The Employment Appeals Tribunal has directed a London Employment Tribunal to reconsider its decision in March 2019 which upheld claims against Metroline Travel by five bus drivers that they were entitled to meal relief payments.
The drivers, Sean D’Auvergne, Tariq Khan, Kingsly Chime, Kerwyn Dyte and Peter Coward were originally employed by Arriva North London. They were entitled to meal relief payments if they had to take meal breaks away from a recognised relief facility.
Until around mid-2010, Arriva paid meal relief payment to drivers who took their meal breaks at Hampstead Heath, as that facility was not a recognised relief facility.
The bus route concerned was transferred to Metroline in 2015, and the drivers’ contracts of employment also transferred.
Metroline had an agreement with the appropriate union recognising the Hampstead Heath facility. It therefore refused to pay the drivers the meal relief payments.
The Employment Tribunal held that the drivers had a contractual entitlement to the meal relief payment when taking their breaks at Hampstead Heath, as that facility was not a recognised facility with the meaning of their contracts of employment (as evidenced by the payments made prior to mid-2010).
There was nothing to indicate that the terms and conditions had been changed, and therefore the drivers retained their contractual entitlement.
Mr Justice Lewis upheld Metroline’s appeal against that decision and directed that the Employment Tribunal reconsider the matter. He said that the critical question for the Tribunal was how a relief facility came to be ‘recognised’ under the terms of the contract of employment.
The Tribunal had not addressed the question of whether (if the process for recognition was included in a collective agreement) those provisions were incorporated into the contract of employment of the individual drivers.

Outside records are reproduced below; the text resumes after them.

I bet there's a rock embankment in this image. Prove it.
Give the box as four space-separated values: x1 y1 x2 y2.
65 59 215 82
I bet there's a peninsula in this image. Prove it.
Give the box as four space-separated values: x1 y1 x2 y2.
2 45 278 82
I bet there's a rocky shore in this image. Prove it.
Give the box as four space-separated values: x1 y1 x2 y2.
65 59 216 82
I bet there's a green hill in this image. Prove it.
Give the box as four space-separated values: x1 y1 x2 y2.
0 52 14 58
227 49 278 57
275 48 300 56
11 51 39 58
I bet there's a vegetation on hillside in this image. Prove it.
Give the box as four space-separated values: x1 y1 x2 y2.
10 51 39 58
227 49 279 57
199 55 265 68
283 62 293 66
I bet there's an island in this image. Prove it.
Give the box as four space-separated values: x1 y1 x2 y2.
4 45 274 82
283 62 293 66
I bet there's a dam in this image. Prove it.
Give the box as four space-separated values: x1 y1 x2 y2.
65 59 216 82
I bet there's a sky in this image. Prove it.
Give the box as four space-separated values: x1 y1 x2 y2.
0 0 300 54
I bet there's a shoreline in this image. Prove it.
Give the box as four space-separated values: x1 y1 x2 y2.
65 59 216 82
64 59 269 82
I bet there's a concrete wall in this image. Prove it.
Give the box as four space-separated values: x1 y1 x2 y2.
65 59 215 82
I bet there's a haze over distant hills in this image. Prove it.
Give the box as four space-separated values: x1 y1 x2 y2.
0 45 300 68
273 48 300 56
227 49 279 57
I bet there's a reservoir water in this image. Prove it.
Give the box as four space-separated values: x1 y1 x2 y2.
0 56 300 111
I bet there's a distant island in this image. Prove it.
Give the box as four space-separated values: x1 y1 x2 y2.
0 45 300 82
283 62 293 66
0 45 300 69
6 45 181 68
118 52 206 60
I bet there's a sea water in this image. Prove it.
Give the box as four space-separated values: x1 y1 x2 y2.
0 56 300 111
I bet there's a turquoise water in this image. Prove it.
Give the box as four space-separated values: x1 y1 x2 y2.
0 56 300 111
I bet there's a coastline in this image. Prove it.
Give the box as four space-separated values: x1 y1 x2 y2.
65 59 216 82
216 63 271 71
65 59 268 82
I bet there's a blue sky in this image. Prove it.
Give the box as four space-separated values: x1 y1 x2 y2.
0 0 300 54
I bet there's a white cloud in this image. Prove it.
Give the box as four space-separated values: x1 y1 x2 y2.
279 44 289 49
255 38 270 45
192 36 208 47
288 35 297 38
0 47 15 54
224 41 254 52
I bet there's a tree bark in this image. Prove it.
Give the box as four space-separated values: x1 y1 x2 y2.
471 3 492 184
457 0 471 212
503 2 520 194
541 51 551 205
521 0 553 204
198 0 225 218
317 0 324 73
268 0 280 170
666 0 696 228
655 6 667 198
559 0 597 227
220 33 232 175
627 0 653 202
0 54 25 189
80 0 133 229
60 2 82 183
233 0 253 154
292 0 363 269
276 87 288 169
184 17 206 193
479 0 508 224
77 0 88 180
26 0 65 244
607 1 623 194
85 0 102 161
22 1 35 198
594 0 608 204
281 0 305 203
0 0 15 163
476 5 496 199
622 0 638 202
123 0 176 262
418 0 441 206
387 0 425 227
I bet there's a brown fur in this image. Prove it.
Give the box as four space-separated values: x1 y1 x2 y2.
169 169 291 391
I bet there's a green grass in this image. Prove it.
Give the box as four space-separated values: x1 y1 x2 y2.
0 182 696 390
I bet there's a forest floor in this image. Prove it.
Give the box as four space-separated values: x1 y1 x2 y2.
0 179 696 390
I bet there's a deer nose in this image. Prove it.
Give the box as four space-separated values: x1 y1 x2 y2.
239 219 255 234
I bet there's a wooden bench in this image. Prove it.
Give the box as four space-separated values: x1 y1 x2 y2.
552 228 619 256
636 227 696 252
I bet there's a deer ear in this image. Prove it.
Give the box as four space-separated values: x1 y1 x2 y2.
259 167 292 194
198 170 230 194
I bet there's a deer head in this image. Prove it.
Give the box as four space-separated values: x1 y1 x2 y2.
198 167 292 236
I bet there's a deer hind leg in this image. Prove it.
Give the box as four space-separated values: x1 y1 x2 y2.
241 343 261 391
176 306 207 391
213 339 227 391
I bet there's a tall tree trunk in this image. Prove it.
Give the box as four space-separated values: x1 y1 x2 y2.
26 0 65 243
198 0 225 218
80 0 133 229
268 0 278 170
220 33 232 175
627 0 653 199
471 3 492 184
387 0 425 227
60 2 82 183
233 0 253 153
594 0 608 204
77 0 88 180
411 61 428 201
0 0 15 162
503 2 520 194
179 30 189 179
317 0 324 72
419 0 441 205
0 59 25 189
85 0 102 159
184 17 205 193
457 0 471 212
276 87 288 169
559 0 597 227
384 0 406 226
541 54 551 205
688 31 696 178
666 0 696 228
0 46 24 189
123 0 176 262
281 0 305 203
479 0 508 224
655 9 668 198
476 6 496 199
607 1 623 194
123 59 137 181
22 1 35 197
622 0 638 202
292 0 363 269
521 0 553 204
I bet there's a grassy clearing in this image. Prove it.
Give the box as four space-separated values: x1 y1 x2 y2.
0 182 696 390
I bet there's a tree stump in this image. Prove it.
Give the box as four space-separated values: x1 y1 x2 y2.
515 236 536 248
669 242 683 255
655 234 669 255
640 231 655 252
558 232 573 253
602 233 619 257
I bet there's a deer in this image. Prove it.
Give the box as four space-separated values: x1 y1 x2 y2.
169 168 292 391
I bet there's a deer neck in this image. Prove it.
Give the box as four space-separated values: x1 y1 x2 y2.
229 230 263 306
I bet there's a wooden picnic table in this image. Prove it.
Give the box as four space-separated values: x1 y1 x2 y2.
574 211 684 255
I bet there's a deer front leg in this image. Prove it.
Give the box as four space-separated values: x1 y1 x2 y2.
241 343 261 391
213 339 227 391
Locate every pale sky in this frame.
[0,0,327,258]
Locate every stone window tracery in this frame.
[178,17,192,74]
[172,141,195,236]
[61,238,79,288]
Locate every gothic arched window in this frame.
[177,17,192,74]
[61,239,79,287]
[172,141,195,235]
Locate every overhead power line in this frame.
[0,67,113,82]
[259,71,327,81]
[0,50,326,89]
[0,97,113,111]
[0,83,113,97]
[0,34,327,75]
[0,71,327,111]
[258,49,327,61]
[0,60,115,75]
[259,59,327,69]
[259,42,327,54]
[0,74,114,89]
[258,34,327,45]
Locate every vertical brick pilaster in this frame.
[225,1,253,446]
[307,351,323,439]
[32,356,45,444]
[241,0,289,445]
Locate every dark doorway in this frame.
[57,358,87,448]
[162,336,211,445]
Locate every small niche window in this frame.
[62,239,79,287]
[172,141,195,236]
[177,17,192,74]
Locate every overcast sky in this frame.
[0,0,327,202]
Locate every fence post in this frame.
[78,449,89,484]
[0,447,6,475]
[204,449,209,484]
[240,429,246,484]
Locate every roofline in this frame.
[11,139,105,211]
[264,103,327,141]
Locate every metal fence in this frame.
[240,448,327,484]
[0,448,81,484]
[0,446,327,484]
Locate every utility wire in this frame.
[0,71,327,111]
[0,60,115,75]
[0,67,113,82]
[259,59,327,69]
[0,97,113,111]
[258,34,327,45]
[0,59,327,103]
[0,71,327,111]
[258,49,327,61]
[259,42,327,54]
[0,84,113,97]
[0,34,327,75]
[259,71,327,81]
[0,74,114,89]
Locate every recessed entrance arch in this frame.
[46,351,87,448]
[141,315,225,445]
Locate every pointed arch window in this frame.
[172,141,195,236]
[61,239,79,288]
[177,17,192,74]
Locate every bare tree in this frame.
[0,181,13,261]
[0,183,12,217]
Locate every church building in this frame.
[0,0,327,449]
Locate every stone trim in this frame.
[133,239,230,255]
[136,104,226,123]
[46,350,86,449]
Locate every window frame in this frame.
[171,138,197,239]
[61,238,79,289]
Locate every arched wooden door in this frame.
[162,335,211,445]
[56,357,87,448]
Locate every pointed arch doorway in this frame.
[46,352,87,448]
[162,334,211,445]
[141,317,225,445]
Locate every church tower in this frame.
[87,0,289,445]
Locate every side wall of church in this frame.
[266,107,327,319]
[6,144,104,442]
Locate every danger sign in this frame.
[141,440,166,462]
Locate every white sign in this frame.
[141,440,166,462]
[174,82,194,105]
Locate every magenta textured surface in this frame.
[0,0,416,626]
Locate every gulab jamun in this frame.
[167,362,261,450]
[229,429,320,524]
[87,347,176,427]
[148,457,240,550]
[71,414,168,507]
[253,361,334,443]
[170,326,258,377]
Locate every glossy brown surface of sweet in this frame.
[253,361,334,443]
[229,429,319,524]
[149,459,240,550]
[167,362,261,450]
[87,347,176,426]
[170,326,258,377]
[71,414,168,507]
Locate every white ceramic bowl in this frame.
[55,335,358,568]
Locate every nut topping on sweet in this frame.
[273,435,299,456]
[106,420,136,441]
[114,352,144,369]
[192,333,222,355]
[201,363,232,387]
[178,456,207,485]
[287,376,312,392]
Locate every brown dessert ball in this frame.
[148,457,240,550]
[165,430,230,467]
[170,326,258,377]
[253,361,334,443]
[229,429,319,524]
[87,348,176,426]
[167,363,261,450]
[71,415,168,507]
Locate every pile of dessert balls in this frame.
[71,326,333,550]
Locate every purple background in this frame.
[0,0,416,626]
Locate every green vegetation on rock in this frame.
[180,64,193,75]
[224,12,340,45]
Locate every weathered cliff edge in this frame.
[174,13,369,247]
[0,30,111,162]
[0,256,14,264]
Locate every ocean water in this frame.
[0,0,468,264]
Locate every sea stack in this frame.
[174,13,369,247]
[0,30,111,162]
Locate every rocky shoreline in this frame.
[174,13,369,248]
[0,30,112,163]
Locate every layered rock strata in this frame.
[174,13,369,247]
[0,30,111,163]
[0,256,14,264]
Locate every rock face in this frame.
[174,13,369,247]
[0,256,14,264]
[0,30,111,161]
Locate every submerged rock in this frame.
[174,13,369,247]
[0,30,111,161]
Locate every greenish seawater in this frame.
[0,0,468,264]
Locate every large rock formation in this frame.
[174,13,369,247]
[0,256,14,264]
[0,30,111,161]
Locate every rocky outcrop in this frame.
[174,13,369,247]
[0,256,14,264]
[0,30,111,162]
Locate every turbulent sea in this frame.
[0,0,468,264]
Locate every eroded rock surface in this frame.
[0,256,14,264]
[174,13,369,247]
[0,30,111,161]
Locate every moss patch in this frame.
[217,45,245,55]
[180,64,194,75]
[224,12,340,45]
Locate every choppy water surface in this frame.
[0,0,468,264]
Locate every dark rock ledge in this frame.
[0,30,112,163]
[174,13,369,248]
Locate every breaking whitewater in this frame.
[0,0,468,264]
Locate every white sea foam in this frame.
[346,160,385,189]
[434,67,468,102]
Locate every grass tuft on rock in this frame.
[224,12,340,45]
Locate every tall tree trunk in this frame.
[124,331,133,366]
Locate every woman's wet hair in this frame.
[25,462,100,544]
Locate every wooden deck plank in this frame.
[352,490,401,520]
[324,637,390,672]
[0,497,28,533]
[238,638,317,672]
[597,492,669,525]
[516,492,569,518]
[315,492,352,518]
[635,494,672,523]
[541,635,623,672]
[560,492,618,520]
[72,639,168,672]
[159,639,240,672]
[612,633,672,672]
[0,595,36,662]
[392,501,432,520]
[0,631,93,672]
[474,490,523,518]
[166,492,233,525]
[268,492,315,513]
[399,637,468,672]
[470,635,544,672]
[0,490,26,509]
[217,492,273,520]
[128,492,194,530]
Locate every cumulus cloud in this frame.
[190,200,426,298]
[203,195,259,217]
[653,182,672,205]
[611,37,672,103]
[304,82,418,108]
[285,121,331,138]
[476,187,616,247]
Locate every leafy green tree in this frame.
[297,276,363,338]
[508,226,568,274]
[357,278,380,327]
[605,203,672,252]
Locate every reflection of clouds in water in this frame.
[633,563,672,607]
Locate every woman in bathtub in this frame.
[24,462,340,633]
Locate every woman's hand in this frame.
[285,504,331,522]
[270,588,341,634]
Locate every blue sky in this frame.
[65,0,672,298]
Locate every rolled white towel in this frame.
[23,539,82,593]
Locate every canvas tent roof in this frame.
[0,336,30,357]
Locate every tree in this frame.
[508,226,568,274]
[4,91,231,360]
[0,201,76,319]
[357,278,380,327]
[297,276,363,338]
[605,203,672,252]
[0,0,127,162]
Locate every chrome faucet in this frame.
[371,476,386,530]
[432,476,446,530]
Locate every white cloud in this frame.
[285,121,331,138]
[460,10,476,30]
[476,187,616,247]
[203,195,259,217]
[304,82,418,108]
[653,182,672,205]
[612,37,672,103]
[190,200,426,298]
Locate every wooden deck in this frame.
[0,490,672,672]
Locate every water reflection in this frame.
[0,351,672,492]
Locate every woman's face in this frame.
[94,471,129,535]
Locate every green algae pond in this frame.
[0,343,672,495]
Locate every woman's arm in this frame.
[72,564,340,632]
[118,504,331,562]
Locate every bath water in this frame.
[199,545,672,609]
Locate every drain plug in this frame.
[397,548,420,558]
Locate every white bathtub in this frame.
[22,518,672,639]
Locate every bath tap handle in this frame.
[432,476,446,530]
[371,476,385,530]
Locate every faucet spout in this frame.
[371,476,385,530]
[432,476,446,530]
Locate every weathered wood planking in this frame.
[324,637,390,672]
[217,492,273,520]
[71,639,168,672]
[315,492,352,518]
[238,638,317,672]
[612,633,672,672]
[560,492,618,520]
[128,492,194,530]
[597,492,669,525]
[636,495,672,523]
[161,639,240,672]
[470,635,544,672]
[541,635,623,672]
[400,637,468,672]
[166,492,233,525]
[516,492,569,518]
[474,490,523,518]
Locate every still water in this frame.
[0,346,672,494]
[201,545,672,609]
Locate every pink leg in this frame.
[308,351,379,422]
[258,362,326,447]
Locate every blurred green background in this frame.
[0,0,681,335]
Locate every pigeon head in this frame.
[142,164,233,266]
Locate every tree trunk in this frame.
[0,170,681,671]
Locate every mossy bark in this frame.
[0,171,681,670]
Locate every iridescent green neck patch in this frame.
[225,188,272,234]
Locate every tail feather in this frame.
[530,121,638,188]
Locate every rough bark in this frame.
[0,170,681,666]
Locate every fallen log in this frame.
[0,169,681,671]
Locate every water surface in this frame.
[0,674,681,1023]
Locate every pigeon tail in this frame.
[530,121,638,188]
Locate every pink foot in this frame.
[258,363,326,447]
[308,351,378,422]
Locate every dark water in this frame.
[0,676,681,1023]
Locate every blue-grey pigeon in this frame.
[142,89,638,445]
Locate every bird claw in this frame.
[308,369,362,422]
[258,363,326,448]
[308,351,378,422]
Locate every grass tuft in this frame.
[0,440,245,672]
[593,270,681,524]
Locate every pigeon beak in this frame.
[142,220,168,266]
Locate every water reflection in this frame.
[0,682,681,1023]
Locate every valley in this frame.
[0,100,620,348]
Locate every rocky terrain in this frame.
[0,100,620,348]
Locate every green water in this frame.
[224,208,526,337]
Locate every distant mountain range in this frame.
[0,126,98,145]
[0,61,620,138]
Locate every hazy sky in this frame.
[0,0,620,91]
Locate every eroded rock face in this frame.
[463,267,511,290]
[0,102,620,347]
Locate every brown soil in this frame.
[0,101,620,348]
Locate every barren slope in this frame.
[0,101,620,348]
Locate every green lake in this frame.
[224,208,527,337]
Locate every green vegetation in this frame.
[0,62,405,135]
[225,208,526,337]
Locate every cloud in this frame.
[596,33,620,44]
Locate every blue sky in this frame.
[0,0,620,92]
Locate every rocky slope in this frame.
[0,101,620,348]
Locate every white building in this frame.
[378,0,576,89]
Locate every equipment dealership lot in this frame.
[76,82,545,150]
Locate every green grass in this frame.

The fundamental problem with the decision of the Employment Tribunal was that there was no clear finding as to what the terms of the contract between Arriva and the drivers had been.
In particular, the Employment Tribunal did not address the means by which, under the contract, a facility became a recognised relief facility.
The Tribunal had failed to identify what the relevant terms of the contract were and to determine whether or not any recognition of the Hampstead Heath facility involved the implementation or working out of those terms.